New Combine Binaries Experience

2016-12-21
Ken Puls
Categories: Excel, Power BI, Power Query

One of the updates in the latest Excel 2016 Insider preview build is a new Combine Binaries experience for Power Query. This is both good and bad, and in this post we'll take a detailed look at both sides before it hits you in your Excel implementation. (With this new feature in the O365 Fast Insider preview and with it already existing in Power BI Desktop's November update I'd expect to see this show up in the January Power Query update for Excel 2010/2013.)

A Little History Lesson

Before we start, let's get everyone on the same page. If you didn't know this, the Combine Binaries feature is one of the coolest things in Power Query or Power BI desktop, as it let you do a one click consolidation of "flat" files (txt, csv and the like).

How Combine Binaries (Used to) Work

In order to make this work, set up a new query to get data From File --> From Folder, browse to the folder that contained your files, select it and clear the preview window.

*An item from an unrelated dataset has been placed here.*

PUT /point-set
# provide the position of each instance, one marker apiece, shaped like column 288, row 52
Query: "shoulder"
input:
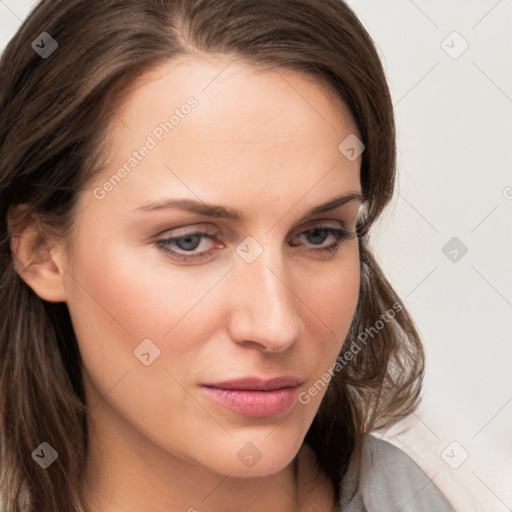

At that point all the magic happens when you click the Combine Binaries button at the top of the Content column:

That "one-click" experience would take your source folder and add four steps to your query:

And it puts it all together nicely. So cool, so slick, so easy.

Why did we need a new Combine Binaries experience?

So the first real question here is "Why even modify this experience at all?" As it happens, there were a few issues in the original experience:

You lost the original file name details. If you wanted to keep that, you needed to roll your own custom function.
Headers from each file were not removed, so you'd have to filter those out manually.
It could only work with flat files (csv, txt, etc..) but not more complex files like Excel files.

So for this reason, the team decided to build a more robust system that could deal with more files and more data.

The New Combine Binaries Experience

So let's look at what happens in the new experience. We start the same way as we always did:

Set up a new query to get data From File --> From Folder
Browse to the folder that contained your files, select it and click OK
Click Edit at the preview window
Click the Combine Binaries button at the top of the Content column

At this point a whole bunch of crazy stuff now happens, and your query chain looks totally different than in the past:

There are 3 main areas that are different here:

A whole bunch of new queries and parameters with very similar names,
The original source name is retained
Different query steps than in the past

If your first reaction to this is being overwhelmed, you're not alone. I'll admit that my first reaction to this was not a happy one. There is a huge amount of stuff injected in the file, it's difficult to follow the relationship in the M code (even if you do know how to read it all), and it isn't intuitive as to what do to with it.

At the end of the day, the biggest change here is that things happen differently in the past. In the original implementation of the Combine Binaries feature set, it combined the files first, then applied some other Power Query steps.

The new method actually examines the individual files, formats them via a custom function, then appends them. This is very different, and it actually gives us a bit more flexibility with the files.

What's the end effect that will be different for you? Simply this:

More queries in the chain (maybe you don't care), and
The file name is preserved by default (which was not there in the past)

Now if you are good with everything here, then no worries. Continue on, and you're good to go. But what if you want to make changes?

Making Changes in the new Combine Binaries Experience

The biggest challenge I have with this new implementation is that if you are a user hitting this for the first time, how and what can you change?

Changing or Preserving File Details

What if I wanted to keep more than just the file name… maybe I wanted to keep the file path. You'll be surprised, but this is actually pretty easy now. Since Power Query wrote a custom function for us to import the data, all the file properties were already preserved for us. But it also made a choice to keep on the source file name.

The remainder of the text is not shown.